AKC News // CIF call for pay freeze in wage talks

THE Construction Industry Federation (CIF) is set to call for a 12-month pay freeze for building workers and for the entry level pay of new employees to be slashed by over 30 per cent at the upcoming talks on the National Pay Agreement, the Sunday Independent has learned.

The powerful building lobby's sobering demand for wage restraint will receive its first official airing later this week when the CIF presents the findings of a report on the building industry currently being finalised on its behalf by DKM Economic Consultants.

As the decline in Ireland's residential property market continues, the analysis suggests that building companies across the country are now coming under significant financial pressure.

Spiralling oil prices, the increasing cost of building materials, rising labour costs and a fall-off in the value of construction contracts are all cited in the DKM report as posing a major threat to the future competitiveness of Ireland's construction industry.

As the one variable which can be controlled, however, the cost of labour is given special attention in the analysis, a copy of which has been seen by the Sunday Independent.

In a detailed examination of the earnings of Ireland's construction workers between 1997 and 2007, the report finds that the average hourly rate given to employees in the sector has more than doubled during that time.

The CIF's case for a pay freeze is pressed home in the DKM report, with the authors noting major discrepancies between rates of pay given to construction workers here, compared to their peers in Germany and Spain.

While craft workers in Ireland earned an agreed hourly rate of €17.36 in 2006, their equivalents in Germany and Spain received €13.75 and €14.61 respectively.

Sunday Independent March 02 2008

Meanwhile SIPTU rejects call for building pay freeze

SIPTU has rejected a call by the Construction Industry Federation for a 12-month pay freeze and a 30% cut in entry rates for construction workers.

The union's general president, Jack O'Connor, said that the call from the Director General of the CIF, Tom Parlon, had the potential 'to turn building sites into battle grounds'.

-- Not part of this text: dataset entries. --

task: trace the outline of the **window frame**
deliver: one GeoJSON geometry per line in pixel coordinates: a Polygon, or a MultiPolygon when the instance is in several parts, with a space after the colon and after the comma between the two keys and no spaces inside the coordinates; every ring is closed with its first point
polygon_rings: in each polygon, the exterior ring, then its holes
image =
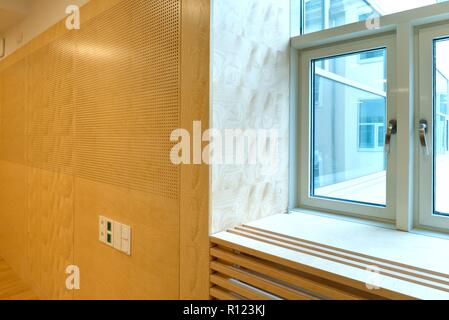
{"type": "MultiPolygon", "coordinates": [[[[417,161],[416,176],[419,179],[415,190],[415,197],[418,201],[418,211],[416,212],[416,224],[424,228],[437,228],[449,230],[449,217],[435,215],[435,61],[434,61],[434,41],[435,39],[449,38],[449,22],[437,26],[427,26],[418,30],[418,75],[419,100],[417,101],[417,122],[421,119],[428,121],[429,129],[427,133],[429,155],[424,148],[416,144],[415,157],[417,161]],[[429,68],[429,65],[431,68],[429,68]]],[[[418,124],[417,124],[418,125],[418,124]]]]}
{"type": "MultiPolygon", "coordinates": [[[[301,12],[303,14],[303,12],[301,12]]],[[[416,74],[419,73],[417,56],[417,32],[421,28],[430,28],[449,23],[449,2],[437,3],[411,9],[405,12],[384,15],[379,18],[376,28],[367,28],[365,22],[355,22],[337,28],[325,29],[314,33],[306,33],[291,38],[291,120],[290,133],[290,191],[289,209],[291,211],[329,214],[336,219],[349,219],[377,225],[380,219],[367,216],[358,216],[335,208],[308,207],[301,200],[301,131],[303,119],[301,118],[301,72],[300,57],[303,52],[314,48],[332,47],[341,43],[351,43],[369,37],[393,33],[396,35],[396,105],[398,131],[396,134],[397,168],[396,168],[396,223],[381,221],[383,227],[391,226],[397,230],[417,232],[426,235],[439,236],[449,233],[449,229],[438,227],[425,227],[419,223],[419,201],[417,189],[419,176],[416,175],[418,167],[418,112],[419,112],[419,83],[416,74]],[[299,71],[298,71],[299,69],[299,71]],[[359,219],[360,218],[360,219],[359,219]],[[430,230],[430,233],[428,232],[430,230]]],[[[308,168],[307,168],[308,169],[308,168]]]]}
{"type": "Polygon", "coordinates": [[[322,48],[313,48],[303,50],[299,56],[300,80],[299,80],[299,119],[300,130],[298,130],[298,142],[300,144],[299,161],[299,206],[301,208],[313,210],[332,211],[344,215],[353,215],[357,217],[365,217],[378,219],[382,221],[394,222],[394,210],[396,207],[395,197],[395,167],[396,153],[391,152],[388,157],[387,166],[387,205],[385,207],[373,204],[355,203],[343,200],[324,199],[311,196],[311,170],[312,157],[310,156],[312,146],[312,62],[316,59],[337,57],[346,54],[365,52],[375,49],[385,48],[386,64],[387,64],[387,119],[395,118],[395,57],[396,57],[396,40],[393,34],[380,35],[351,41],[350,43],[340,43],[337,45],[326,46],[322,48]],[[305,94],[304,94],[305,93],[305,94]]]}

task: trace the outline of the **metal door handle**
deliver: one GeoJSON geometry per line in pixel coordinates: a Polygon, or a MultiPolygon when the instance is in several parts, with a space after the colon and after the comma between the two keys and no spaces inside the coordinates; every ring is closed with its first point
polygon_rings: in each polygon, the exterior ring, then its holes
{"type": "Polygon", "coordinates": [[[429,144],[427,140],[427,133],[429,131],[429,125],[427,120],[421,120],[419,122],[419,141],[421,143],[421,147],[425,148],[426,155],[430,155],[429,144]]]}
{"type": "Polygon", "coordinates": [[[391,137],[398,132],[398,121],[393,119],[388,123],[387,133],[385,135],[385,152],[390,153],[391,137]]]}

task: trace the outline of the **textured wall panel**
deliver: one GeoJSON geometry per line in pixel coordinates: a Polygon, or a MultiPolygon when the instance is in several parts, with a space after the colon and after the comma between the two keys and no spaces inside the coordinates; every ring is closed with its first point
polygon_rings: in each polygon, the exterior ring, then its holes
{"type": "Polygon", "coordinates": [[[27,160],[73,173],[74,43],[68,34],[28,57],[27,160]]]}
{"type": "Polygon", "coordinates": [[[180,1],[123,1],[85,24],[76,51],[76,174],[178,198],[180,1]]]}
{"type": "Polygon", "coordinates": [[[290,1],[214,1],[212,127],[276,129],[276,170],[212,166],[212,233],[288,206],[290,1]]]}
{"type": "Polygon", "coordinates": [[[26,159],[26,60],[2,73],[0,159],[25,164],[26,159]]]}

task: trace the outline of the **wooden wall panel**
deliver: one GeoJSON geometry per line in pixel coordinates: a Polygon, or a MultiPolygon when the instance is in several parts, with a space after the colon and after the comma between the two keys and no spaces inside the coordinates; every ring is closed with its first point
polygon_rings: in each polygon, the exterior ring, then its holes
{"type": "Polygon", "coordinates": [[[0,73],[0,252],[27,274],[26,60],[0,73]]]}
{"type": "Polygon", "coordinates": [[[177,299],[178,202],[141,191],[76,179],[76,299],[177,299]],[[98,241],[98,216],[132,226],[132,257],[98,241]]]}
{"type": "Polygon", "coordinates": [[[77,34],[77,298],[179,297],[180,18],[180,1],[124,1],[77,34]],[[100,214],[132,226],[135,258],[98,245],[100,214]]]}
{"type": "Polygon", "coordinates": [[[73,176],[28,169],[28,281],[41,299],[71,299],[66,267],[73,264],[73,176]]]}
{"type": "MultiPolygon", "coordinates": [[[[209,128],[210,1],[182,1],[181,127],[209,128]]],[[[204,145],[203,145],[204,146],[204,145]]],[[[180,189],[181,299],[209,298],[209,166],[183,165],[180,189]]]]}
{"type": "Polygon", "coordinates": [[[65,35],[28,57],[27,163],[73,174],[74,37],[65,35]]]}
{"type": "Polygon", "coordinates": [[[178,199],[180,1],[123,1],[77,33],[77,176],[178,199]]]}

He said that proposals such as those from the federation were 'neither morally justifiable nor economically advisable'.

Speaking on RTÉ Radio's Morning Ireland, Mr Parlon said the aim is to protect jobs in construction.

Mr O'Connor was speaking ahead of a meeting in Mullingar yesterday evening as part of a series of meetings in a campaign for equal treatment for agency workers in sectors such as construction.